Olmos directed the film American Me and appeared regularly on TV's "Miami Vice," as well as in the films Stand and Deliver and Mi Familia. Last year, he won a Golden Globe award for best supporting actor for his work in HBO's Burning Season. Olmos last spoke at Cornell in April 1993.
In addition to his Saturday evening lecture, Olmos will give a workshop from 3:30 to 5 p.m. Saturday afternoon.
Leading other Saturday workshops will be award-winning writers Benjamin Alire Saenz and Jose Antonio Burciaga; actress Rose Portillo; Cornell English Professor Ben Olguín; and Cornell student Adriana Palafox '97, founder of Ballet Folklorico Mexicano, which will perform at the conference.
"Our goal for this conference is to bring well-known artists, filmmakers, dancers and writers to Cornell to present and discuss how their art can be used as tools for empowerment," said Jennifer Estep '96, conference chair for the Cornell chapter of Movimiento Estudiantil Chicano de Aztlán, which is sponsoring the conference.

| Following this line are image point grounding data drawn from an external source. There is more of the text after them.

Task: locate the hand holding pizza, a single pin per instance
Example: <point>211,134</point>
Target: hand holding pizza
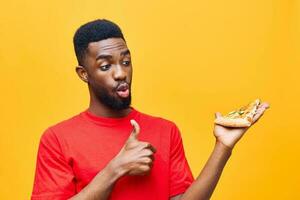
<point>230,128</point>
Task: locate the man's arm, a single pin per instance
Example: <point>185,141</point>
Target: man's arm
<point>135,158</point>
<point>101,186</point>
<point>226,138</point>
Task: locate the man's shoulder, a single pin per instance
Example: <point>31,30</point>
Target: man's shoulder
<point>157,120</point>
<point>65,125</point>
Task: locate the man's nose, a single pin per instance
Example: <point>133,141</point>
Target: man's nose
<point>119,73</point>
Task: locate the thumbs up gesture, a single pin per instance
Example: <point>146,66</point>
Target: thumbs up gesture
<point>135,157</point>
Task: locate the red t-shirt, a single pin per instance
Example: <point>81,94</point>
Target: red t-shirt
<point>72,152</point>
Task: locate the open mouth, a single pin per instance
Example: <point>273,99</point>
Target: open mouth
<point>123,90</point>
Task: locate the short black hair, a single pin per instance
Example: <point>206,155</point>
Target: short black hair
<point>94,31</point>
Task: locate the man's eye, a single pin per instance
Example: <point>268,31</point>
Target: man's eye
<point>105,67</point>
<point>127,63</point>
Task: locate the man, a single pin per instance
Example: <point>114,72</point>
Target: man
<point>111,150</point>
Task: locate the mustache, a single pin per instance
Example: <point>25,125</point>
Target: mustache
<point>121,84</point>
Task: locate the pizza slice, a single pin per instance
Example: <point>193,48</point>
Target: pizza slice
<point>242,117</point>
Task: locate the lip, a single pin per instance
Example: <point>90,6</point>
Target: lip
<point>122,87</point>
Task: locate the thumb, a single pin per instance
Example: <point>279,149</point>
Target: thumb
<point>135,131</point>
<point>217,115</point>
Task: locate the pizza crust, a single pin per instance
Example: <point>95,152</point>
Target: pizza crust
<point>242,117</point>
<point>240,122</point>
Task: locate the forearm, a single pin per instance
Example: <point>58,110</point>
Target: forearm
<point>101,186</point>
<point>204,185</point>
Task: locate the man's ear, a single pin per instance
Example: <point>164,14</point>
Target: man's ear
<point>82,73</point>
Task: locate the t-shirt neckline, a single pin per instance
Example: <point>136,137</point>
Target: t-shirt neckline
<point>109,121</point>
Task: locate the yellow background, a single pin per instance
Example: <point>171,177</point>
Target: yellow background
<point>191,58</point>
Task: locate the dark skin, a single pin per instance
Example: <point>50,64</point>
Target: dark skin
<point>107,62</point>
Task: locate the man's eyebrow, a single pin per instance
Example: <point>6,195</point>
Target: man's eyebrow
<point>103,56</point>
<point>124,53</point>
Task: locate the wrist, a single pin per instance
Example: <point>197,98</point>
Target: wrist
<point>223,147</point>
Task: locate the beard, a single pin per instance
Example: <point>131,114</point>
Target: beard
<point>110,101</point>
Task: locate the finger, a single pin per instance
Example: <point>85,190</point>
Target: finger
<point>217,115</point>
<point>135,131</point>
<point>146,152</point>
<point>146,160</point>
<point>264,105</point>
<point>147,145</point>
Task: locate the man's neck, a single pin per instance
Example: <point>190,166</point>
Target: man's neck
<point>103,111</point>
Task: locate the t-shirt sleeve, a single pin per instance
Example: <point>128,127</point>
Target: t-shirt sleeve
<point>54,178</point>
<point>180,174</point>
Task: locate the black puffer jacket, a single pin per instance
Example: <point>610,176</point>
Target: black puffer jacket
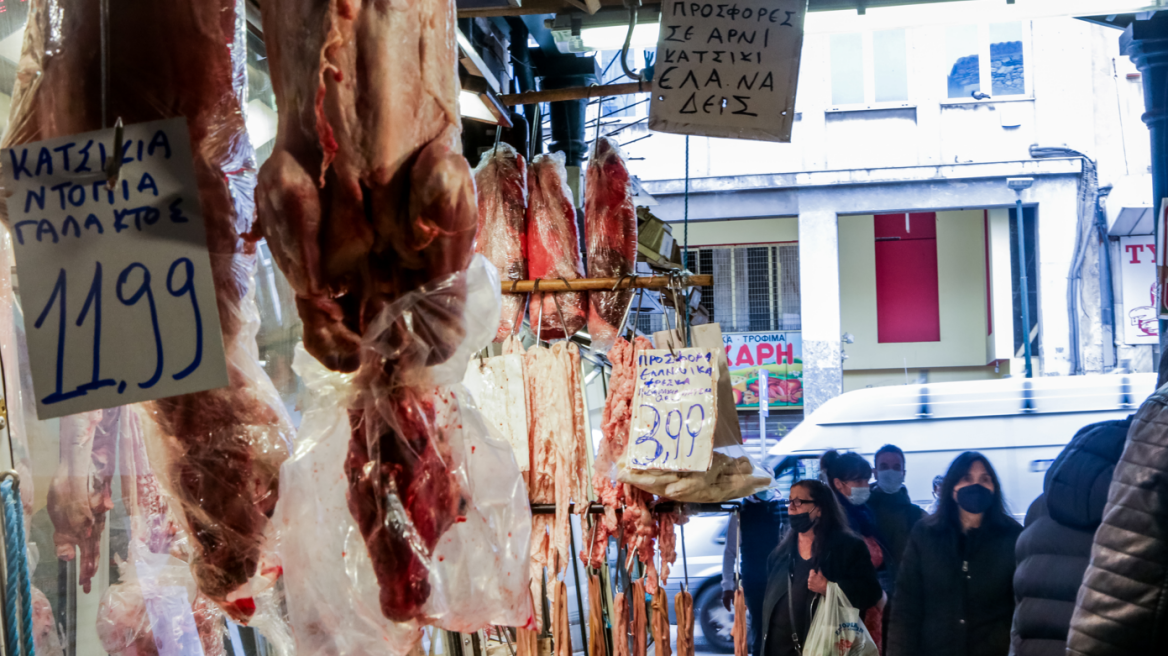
<point>946,605</point>
<point>1055,548</point>
<point>1123,605</point>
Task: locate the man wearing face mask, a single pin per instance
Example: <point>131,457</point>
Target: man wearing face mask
<point>896,515</point>
<point>954,593</point>
<point>848,475</point>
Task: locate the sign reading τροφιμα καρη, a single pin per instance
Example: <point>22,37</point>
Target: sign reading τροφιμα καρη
<point>115,283</point>
<point>674,410</point>
<point>728,69</point>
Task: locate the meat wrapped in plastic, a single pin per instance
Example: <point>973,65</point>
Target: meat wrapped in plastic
<point>474,573</point>
<point>501,181</point>
<point>220,451</point>
<point>554,249</point>
<point>610,229</point>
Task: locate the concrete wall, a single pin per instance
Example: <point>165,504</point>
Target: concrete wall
<point>961,285</point>
<point>738,232</point>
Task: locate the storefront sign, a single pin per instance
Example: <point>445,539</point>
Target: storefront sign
<point>779,354</point>
<point>116,284</point>
<point>674,410</point>
<point>1138,276</point>
<point>728,69</point>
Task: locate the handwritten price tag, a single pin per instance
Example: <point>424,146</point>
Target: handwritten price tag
<point>728,69</point>
<point>674,410</point>
<point>115,284</point>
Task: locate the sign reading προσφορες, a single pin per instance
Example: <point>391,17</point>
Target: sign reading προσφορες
<point>674,410</point>
<point>115,283</point>
<point>728,69</point>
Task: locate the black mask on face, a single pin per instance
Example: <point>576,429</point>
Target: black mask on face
<point>974,499</point>
<point>801,523</point>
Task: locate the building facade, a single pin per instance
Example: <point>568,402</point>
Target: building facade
<point>889,222</point>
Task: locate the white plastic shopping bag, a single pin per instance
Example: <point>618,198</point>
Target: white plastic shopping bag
<point>836,628</point>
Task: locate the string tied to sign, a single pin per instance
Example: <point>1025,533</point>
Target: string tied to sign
<point>18,602</point>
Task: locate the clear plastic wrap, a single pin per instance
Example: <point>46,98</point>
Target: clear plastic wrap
<point>474,570</point>
<point>554,249</point>
<point>501,181</point>
<point>610,230</point>
<point>220,451</point>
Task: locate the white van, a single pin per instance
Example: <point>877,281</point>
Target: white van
<point>1021,425</point>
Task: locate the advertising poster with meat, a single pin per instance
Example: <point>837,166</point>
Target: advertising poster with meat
<point>1138,274</point>
<point>780,354</point>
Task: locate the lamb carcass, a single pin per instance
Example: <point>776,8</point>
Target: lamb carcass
<point>554,249</point>
<point>501,180</point>
<point>222,448</point>
<point>610,229</point>
<point>367,199</point>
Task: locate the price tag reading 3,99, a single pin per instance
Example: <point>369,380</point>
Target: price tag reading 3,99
<point>115,284</point>
<point>674,410</point>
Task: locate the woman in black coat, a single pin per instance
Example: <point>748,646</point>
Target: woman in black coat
<point>954,593</point>
<point>818,549</point>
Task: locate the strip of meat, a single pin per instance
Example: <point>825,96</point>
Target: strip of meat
<point>501,181</point>
<point>738,632</point>
<point>223,447</point>
<point>561,627</point>
<point>661,637</point>
<point>619,625</point>
<point>597,644</point>
<point>80,494</point>
<point>610,228</point>
<point>368,204</point>
<point>554,249</point>
<point>640,637</point>
<point>683,608</point>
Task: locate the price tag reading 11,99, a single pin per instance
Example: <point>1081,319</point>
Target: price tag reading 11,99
<point>674,410</point>
<point>115,284</point>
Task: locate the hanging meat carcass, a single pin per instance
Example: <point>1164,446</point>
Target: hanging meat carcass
<point>501,180</point>
<point>365,200</point>
<point>639,525</point>
<point>80,493</point>
<point>610,229</point>
<point>554,249</point>
<point>221,448</point>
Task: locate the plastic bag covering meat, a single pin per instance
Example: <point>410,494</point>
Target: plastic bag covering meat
<point>366,195</point>
<point>80,493</point>
<point>501,181</point>
<point>610,229</point>
<point>554,249</point>
<point>222,447</point>
<point>732,474</point>
<point>159,615</point>
<point>477,573</point>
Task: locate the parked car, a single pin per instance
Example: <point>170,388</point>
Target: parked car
<point>1021,425</point>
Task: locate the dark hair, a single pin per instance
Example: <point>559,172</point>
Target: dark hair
<point>889,448</point>
<point>947,510</point>
<point>843,466</point>
<point>832,518</point>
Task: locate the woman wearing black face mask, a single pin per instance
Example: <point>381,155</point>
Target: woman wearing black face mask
<point>818,549</point>
<point>954,593</point>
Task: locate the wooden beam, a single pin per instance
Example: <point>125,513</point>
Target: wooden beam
<point>603,284</point>
<point>575,93</point>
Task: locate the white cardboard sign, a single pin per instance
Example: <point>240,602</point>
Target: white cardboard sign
<point>116,285</point>
<point>499,389</point>
<point>674,410</point>
<point>728,69</point>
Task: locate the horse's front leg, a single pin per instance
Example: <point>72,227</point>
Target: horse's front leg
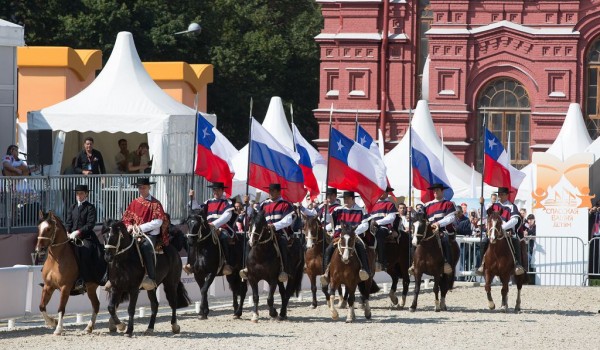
<point>91,291</point>
<point>47,292</point>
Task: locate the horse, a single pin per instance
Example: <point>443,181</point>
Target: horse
<point>60,271</point>
<point>204,244</point>
<point>343,269</point>
<point>498,261</point>
<point>126,273</point>
<point>429,259</point>
<point>263,263</point>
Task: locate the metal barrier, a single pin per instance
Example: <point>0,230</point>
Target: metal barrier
<point>22,197</point>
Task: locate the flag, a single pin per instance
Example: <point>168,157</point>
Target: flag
<point>271,162</point>
<point>498,171</point>
<point>214,156</point>
<point>352,167</point>
<point>427,169</point>
<point>309,157</point>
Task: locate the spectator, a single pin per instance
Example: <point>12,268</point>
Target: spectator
<point>122,158</point>
<point>89,160</point>
<point>138,159</point>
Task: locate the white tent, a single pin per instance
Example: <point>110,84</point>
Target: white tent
<point>573,138</point>
<point>123,99</point>
<point>464,181</point>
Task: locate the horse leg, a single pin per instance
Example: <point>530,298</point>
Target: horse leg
<point>91,291</point>
<point>46,295</point>
<point>413,307</point>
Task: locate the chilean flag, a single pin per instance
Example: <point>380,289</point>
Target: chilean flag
<point>214,154</point>
<point>271,162</point>
<point>352,167</point>
<point>498,171</point>
<point>309,157</point>
<point>427,169</point>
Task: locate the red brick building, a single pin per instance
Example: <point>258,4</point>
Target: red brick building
<point>519,62</point>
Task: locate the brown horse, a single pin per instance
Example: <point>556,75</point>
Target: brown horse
<point>429,259</point>
<point>498,261</point>
<point>60,271</point>
<point>343,269</point>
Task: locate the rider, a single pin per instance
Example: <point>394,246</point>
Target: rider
<point>81,219</point>
<point>146,212</point>
<point>353,215</point>
<point>384,213</point>
<point>219,211</point>
<point>441,214</point>
<point>512,220</point>
<point>279,214</point>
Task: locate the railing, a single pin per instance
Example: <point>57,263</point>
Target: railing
<point>22,197</point>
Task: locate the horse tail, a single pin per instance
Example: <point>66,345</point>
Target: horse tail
<point>183,300</point>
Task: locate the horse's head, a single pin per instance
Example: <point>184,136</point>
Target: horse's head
<point>494,227</point>
<point>50,229</point>
<point>258,227</point>
<point>346,242</point>
<point>116,238</point>
<point>313,229</point>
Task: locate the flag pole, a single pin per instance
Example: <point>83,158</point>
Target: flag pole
<point>326,187</point>
<point>247,184</point>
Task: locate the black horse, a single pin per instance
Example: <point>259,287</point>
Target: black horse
<point>126,273</point>
<point>204,245</point>
<point>263,263</point>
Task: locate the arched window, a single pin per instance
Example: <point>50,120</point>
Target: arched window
<point>505,104</point>
<point>592,94</point>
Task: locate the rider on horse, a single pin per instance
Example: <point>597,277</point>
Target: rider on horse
<point>441,214</point>
<point>219,211</point>
<point>279,214</point>
<point>512,221</point>
<point>81,219</point>
<point>353,215</point>
<point>147,213</point>
<point>384,213</point>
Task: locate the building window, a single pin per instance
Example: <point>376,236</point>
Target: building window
<point>505,105</point>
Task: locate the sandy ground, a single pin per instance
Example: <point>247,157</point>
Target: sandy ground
<point>552,318</point>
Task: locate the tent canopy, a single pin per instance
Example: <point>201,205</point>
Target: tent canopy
<point>124,99</point>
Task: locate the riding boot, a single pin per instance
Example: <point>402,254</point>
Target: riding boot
<point>149,282</point>
<point>282,241</point>
<point>519,270</point>
<point>364,272</point>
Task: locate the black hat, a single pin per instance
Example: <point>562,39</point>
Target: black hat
<point>504,190</point>
<point>348,194</point>
<point>217,185</point>
<point>143,181</point>
<point>277,187</point>
<point>83,188</point>
<point>438,185</point>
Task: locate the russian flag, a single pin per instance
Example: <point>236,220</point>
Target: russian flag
<point>309,157</point>
<point>271,162</point>
<point>497,171</point>
<point>352,167</point>
<point>215,152</point>
<point>427,169</point>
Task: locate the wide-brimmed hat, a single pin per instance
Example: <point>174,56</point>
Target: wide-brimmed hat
<point>504,190</point>
<point>83,188</point>
<point>217,185</point>
<point>275,187</point>
<point>143,181</point>
<point>438,185</point>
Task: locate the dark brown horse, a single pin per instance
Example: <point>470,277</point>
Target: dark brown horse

One of about 300 M.E.Ch.A. chapters nationally, the Cornell group works to foster community and security -- by building bridges between the campus Latino and non-Latino organizations -- and to increase the university's recruitment and retention of Chicano and Chicana students.
Except for a Saturday evening dinner, all conference workshops are free and open to the public; however, they do require registration. Registration will be held on Friday, April 26, from 5 to 8 p.m. in the Class of '28 community center.